Illustrated above is a deep crossing route Roddy White has ran on PA this season.

Last but not least, there’s also the concern of how the Seahawks’ safeties will matchup with veteran tight end Tony Gonzalez. Gonzo is still one of the most effective tight ends despite being 36 years old, and he can still run down the seam well enough to take advantage of undisciplined defenders. Lack of discipline is sometimes a problem for both of the Seahawks’ safeties, which is why this matchup is very intriguing.

Going back to the Week 2 matchup against the Cowboys, tight end Jason Witten was able to take advantage of Earl Thomas’ indiscipline by running an out-and-up route just outside the seam.

When the ball was snapped, Chancellor rotated down to form what was a Cover 3 coverage concept. This meant that Thomas was held responsible for the middle of the field, where he was expected to square his shoulders and backpedal until he was given even a hint of the ball releasing from Tony Romo’s hand in a specific direction.

MOF = middle of field.

Romo gave a slight shoulder pump with the ball to his left, where slot receiver Kevin Ogletree ran a route vertically, and Thomas reacted by opening his hips up in that direction. This meant that his back was facing Witten, who ran downfield after passing by Chancellor.

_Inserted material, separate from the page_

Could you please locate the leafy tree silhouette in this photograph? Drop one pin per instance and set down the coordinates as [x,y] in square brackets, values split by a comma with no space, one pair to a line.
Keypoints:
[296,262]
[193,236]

Thomas opens his hips up too early.

Consequently, Witten was wide open down the field.

Witten eventually dropped the pass.

As one can see, Thomas (and Chancellor) will have to be very disciplined tomorrow in their dealings with future Hall of Fame tight end Tony Gonzalez. This will be a key matchup to watch in this game, along with how cornerback Brandon Browner defends the speedy Julio Jones. All three defenders have, at times, had technique and discipline issues this season, which could cost them mightily in this game.